Staff from the University of Wollongong’s Batemans Bay and Bega campuses have been recognised in the annual Vice-Chancellor’s Awards for their work in supporting their communities during the Black Summer bushfires on the South Coast.
Jaimey Facchin, Campus Manager of UOW Batemans Bay, and Sam Avitaia, Campus Manager of UOW Bega, both received the Vice-Chancellor’s Special Award in acknowledgement of the tremendous responses of both campuses during the days and weeks after the bushfires that devastated communities at the beginning of 2020.
Nicola Bath, Learning Development Lecturer and Administrative Assistant at UOW Batemans Bay, received the Excellence in Community Engagement Award for her immense contribution to helping others during the crisis.
Ms Bath was at the campus in Batemans Bay as bushfires surrounded the town, taking in and feeding community members, ensuring they had a place to rest and sleep, and coordinating logistics with staff and students.
It was a heartbreaking time for the Batemans Bay and Bega communities, but the staff at both campuses did what they could to help, often while their own homes were under threat.
“Receiving this award is a great honour but also a reminder of the devastating events that unfolded last summer,” Ms Bath said.
“It is a tribute to all the courageous members of the community who sheltered at the Batemans Bay Campus during the fires and to my amazing family, friends and colleagues who supported me”.
In Batemans Bay, bushfires engulfed the coastal community and its suburbs over New Year’s Eve. Hundreds of locals took refuge at the campus on Hanging Rock Drive, including a newborn baby, children, dogs, elderly couples, birds, and even a horse.
There was no internet, communications were down, and it was a mad scramble to find a place for everyone.
“It has been a really crazy time for us,” Ms Facchin said. “The fires began in November, around Kings Point, Durras and Bawley Point, and we were helping students throughout that time. It was really a crisis that went on for months for us. Then everything intensified over New Year’s Eve and it was like that for weeks.
“We have a really close connection with the community here. Most of the staff on this campus have been students at UOW, and now work here. It is a special place to us. We wanted to protect the university but also protect and help our community in whatever way we could.”
Ms Facchin gave special mention to Professor Alison Jones, UOW’s Deputy Vice-Chancellor (Health and Communities), who organised for groceries to be delivered to the Batemans Bay campus in the days after the fires, when the staff were struggling to feed all the people they had taken in. Professor Jones also nominated Ms Facchin and Ms Avitaia for the Vice-Chancellor’s Special Award.

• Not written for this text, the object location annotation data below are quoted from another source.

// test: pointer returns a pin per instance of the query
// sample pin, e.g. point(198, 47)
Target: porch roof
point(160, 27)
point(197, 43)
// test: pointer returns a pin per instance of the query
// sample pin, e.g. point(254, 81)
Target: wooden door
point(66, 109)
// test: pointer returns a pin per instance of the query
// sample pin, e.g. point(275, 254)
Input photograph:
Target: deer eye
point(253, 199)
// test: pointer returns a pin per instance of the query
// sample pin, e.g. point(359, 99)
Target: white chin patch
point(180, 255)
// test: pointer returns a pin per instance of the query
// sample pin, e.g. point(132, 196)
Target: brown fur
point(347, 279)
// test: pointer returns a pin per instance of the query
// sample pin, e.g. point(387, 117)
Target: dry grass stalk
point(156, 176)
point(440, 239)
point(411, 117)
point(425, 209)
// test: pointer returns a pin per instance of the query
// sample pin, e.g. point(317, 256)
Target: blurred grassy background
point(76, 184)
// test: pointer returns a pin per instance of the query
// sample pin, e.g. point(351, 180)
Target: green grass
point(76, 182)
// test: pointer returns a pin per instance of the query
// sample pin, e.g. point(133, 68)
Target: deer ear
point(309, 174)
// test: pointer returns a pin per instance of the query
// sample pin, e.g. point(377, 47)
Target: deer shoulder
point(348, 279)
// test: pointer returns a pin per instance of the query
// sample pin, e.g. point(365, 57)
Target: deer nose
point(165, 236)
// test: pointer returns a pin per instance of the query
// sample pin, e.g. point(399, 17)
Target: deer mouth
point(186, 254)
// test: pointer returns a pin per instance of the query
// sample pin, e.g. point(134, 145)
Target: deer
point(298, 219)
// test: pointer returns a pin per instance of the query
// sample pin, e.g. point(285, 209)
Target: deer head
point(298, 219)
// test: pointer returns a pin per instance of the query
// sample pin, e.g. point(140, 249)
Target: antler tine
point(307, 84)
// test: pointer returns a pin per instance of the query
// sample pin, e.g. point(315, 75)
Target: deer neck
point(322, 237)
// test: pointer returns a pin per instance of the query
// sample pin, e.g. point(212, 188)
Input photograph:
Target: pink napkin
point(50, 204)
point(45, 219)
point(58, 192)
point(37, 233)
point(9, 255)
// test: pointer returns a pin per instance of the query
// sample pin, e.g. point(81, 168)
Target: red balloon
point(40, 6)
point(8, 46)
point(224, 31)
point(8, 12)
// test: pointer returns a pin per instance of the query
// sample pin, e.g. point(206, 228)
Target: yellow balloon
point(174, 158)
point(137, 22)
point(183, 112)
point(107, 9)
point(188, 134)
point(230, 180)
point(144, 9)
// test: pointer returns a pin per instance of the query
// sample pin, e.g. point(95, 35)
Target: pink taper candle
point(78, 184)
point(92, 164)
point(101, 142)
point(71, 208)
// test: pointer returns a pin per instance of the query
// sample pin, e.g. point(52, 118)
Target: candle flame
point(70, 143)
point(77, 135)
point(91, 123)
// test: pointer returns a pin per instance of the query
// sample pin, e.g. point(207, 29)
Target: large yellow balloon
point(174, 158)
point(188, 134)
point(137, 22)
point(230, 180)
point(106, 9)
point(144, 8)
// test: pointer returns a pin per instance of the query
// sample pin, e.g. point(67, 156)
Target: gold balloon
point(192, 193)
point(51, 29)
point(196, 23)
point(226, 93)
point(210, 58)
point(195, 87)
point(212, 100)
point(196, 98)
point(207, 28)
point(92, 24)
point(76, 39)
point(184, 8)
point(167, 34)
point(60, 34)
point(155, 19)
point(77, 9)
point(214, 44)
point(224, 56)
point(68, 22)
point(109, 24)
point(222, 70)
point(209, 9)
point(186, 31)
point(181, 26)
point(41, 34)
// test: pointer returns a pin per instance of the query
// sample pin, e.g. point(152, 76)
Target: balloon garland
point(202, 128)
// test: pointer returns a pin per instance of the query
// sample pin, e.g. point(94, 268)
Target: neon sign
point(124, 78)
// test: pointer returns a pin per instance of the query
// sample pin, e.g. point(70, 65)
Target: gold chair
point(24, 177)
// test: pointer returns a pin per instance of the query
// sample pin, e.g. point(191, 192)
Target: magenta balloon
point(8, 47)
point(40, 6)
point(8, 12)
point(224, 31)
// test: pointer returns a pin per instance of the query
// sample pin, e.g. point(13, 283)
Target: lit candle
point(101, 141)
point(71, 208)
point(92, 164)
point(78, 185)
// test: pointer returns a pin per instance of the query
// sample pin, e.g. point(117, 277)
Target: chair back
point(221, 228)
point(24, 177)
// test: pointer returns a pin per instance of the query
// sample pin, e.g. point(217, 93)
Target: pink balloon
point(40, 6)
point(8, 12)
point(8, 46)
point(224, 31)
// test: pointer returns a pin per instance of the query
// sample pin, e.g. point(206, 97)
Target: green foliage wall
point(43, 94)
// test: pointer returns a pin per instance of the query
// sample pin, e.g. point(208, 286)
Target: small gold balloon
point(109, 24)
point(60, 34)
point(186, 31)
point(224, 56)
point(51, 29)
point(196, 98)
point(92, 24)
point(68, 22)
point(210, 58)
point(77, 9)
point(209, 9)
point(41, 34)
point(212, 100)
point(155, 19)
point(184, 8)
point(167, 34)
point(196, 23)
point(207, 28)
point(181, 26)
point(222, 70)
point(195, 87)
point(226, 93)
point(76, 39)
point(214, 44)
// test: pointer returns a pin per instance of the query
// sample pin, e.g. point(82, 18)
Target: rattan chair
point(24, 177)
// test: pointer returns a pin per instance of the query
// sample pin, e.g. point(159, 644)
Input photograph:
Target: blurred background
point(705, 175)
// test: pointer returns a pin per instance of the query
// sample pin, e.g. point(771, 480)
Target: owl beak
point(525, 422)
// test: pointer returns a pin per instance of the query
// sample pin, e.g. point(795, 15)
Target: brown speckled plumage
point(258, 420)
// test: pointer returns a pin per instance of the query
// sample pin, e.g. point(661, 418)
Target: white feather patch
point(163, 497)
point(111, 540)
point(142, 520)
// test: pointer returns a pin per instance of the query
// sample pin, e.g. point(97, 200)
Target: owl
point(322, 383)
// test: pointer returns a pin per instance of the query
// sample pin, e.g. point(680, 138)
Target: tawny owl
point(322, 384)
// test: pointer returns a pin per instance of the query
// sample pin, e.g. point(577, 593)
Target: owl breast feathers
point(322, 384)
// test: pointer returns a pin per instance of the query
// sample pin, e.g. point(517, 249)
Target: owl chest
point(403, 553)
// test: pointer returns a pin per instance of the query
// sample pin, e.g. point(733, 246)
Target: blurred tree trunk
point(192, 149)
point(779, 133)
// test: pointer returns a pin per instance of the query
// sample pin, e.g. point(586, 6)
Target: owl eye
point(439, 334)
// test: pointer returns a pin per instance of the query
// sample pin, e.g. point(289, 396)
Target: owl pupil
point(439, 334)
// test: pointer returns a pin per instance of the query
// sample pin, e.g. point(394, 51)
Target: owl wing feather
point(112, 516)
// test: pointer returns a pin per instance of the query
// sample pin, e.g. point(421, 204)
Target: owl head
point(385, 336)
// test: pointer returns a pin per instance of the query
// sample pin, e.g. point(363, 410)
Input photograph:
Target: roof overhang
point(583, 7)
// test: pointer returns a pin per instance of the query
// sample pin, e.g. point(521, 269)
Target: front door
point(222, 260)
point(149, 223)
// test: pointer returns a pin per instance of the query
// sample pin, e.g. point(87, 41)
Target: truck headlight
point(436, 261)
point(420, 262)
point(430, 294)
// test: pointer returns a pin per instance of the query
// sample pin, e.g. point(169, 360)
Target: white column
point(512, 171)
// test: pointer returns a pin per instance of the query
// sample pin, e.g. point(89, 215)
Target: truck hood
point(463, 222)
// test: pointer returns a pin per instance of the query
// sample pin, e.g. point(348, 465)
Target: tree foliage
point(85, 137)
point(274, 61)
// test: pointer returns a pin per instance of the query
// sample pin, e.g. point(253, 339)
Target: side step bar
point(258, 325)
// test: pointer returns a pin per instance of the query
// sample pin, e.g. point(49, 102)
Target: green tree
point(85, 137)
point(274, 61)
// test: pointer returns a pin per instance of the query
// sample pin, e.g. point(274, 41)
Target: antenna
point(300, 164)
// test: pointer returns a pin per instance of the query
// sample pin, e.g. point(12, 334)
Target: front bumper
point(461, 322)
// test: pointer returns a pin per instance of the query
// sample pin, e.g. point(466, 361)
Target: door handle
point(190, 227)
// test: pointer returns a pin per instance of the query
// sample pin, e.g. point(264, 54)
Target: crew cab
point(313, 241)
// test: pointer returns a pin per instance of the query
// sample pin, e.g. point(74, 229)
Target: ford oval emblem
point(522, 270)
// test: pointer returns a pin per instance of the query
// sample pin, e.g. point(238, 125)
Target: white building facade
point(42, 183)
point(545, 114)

“We were able to give toiletries, bag of groceries, batteries to students and to people in the community who couldn’t get home or had lost everything. It was so helpful and made a big impact,” Ms Facchin said.
A week later, it was Bega’s turn. Just as the South Coast was reeling from the New Year’s devastation, fire swept into the Bega Valley. Again, the campus – which never lost phone or internet - became a place of refuge for the local community.
Ms Avitaia said more than 50 people, including staff, students, and friends, took shelter at the UOW Bega campus, or used it as a communications hub. This continued for many weeks, as the community started to pick up the pieces of the catastrophe, with internet and power out through large swathes of the region.
“It is humbling to receive a Vice-Chancellor’s Awards,” Ms Avitaia said. “We just did what we needed to do at the time for our community, like anyone would do. We responded to what happened at the time. It is nice to be recognised but it was something that anyone would do in the same circumstances.”
In a true example of their community spirit, Ms Facchin and Ms Avitaia have decided to donate their prize money from the Vice-Chancellor’s Special Award to helping the community through bushfire-related research.
They will donate their joint $4000 winnings to UOW’s Global Challenges Program, which earlier this year announced that half of their research grants will be set aside for disaster response on the South Coast.
“It has given us the opportunity, through the prize money, to contribute to further bushfire and emergency response research,” Ms Avitaia said.
“To look at how we can help our community, how we do this better, how we can contribute to research to help these disasters to not happen again.
“We want to make sure that other communities are not in the same position we were in.”